Nationally Determined Contributions (NDCs)
The 2025 NDC Synthesis Report shows a growing recognition of children’s rights in the recently submitted NDCs. Fifty-two per cent of submitted NDCs acknowledge the disproportionate impacts of climate change on children, and 88 per cent reference children’s participation in their development.
While this increased visibility is welcome, it does not alter the broader reality: NDCs remain far off track from limiting global warming to 1.5°C. Improved language and participation cannot compensate for insufficient ambition. This gap is particularly concerning given the ICJ’s clarification that preparing and updating NDCs is a legal obligation requiring the highest possible ambition, not entirely within a country's discretion (para. 242-245). From a children’s rights perspective, failure to meet this standard risks foreseeable and preventable harm.
Need for UNFCCC reform
COP30 also laid bare deep structural problems within the UN climate process itself. The exclusion of some Indigenous Peoples of Brazil, the restriction to their freedom of expression and the militarised response to their protests raised serious questions about whose voices this process prioritises. Far too often, those most affected by the climate crisis, Indigenous communities, children and other marginalised groups, are sidelined. At the same time, States unwilling to engage in meaningful dialogue dominate the negotiations.
Barriers such as visa restrictions, opaque procedures and the requirement for consensus continue to yield diluted outcomes. These dynamics make it increasingly difficult to deliver decisions that reflect scientific realities, align with legal obligations and account for the lived experiences of impacted communities.
If COP outcomes are to deliver real climate action that protects children’s rights and the rights of future generations, the process itself must change. A system that is exclusionary, elitist, and resistant to accountability cannot produce just or effective solutions to the climate crisis. That is why CRIN signed on to the call for an urgent reform of the UN climate talks. Read more on this call here.
Where do we go from here?
COP30 leaves us with a stark conclusion: while children’s rights are increasingly acknowledged in climate language, they remain insufficiently protected in climate action.

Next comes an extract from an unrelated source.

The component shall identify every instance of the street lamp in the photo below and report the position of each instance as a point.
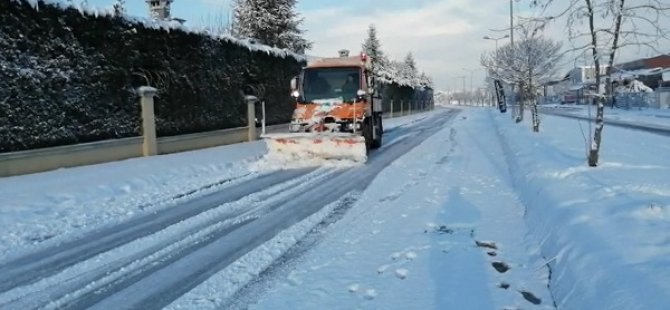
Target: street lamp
(471, 72)
(496, 39)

Strong references to human rights, participation and intergenerational equity cannot compensate for the persistent refusal to confront the root cause of the crisis - fossil fuels - nor for climate plans that fall short of what science and international law require. For children and future generations, this gap between recognition and reality carries real and lasting consequences.
Moving forward, States must translate rights-based commitments into ambitious, legally compliant action, align NDCs with the 1.5°C limit and reform a climate process that continues to exclude those most affected. A truly just transition and a credible climate response will be possible only when human rights and children’s rights are treated not as aspirational language but as binding obligations that shape both outcomes and the process itself.